Case-specific input arguments

Arguments for a given test case are defined in the input_arguments field in the test case definition. These are made available to the test case code as local variables with the same names as the name used in the input_arguments block.

Under the hood, the generated API code sets the value of a given variable to the value passed to the API call, unless no value is passed in. If no value is supplied, the default value defined in the input_arguments block is used.

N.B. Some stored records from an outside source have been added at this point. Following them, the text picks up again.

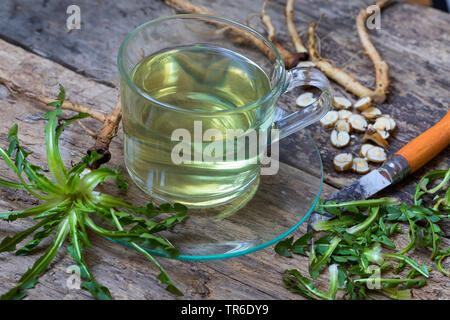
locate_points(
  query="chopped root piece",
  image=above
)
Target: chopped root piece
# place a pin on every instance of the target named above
(305, 99)
(306, 64)
(376, 154)
(342, 126)
(342, 103)
(384, 134)
(329, 119)
(363, 103)
(358, 122)
(340, 139)
(364, 148)
(371, 113)
(392, 123)
(383, 124)
(343, 162)
(360, 165)
(373, 135)
(344, 114)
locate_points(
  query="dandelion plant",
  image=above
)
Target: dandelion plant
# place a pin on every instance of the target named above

secretid = request.args.get("secretid") or "leonidas_created_secret"

Returning Data

The result variable should be set to the test case results. This is returned as a response to the HTTP request made to the API, and also logged as part of the case execution log by the function. The test case itself should not include a return statement, as this will interfere with Leonidas’ logging and auditing capabilities.

Implementing Kubernetes test cases

The Kubernetes test cases result to shell invocations of the kubectl binary. This method of interaction was selected in order to make definition writing easier and to leverage the computation logic performed by these binaries behind the scenes, a feature which the currently existing Python libraries do not offer.

As such, the code block of the sh executor is processed for the test case, and any leonidas_kube field othen than the implemented flag will be ignored. The code block should therefore contain the shell commands necessary to execute a given test case against a kubernetes cluster. Typically, this will involve making calls to the Kubernetes APIs, by executing binaries such as kubectl.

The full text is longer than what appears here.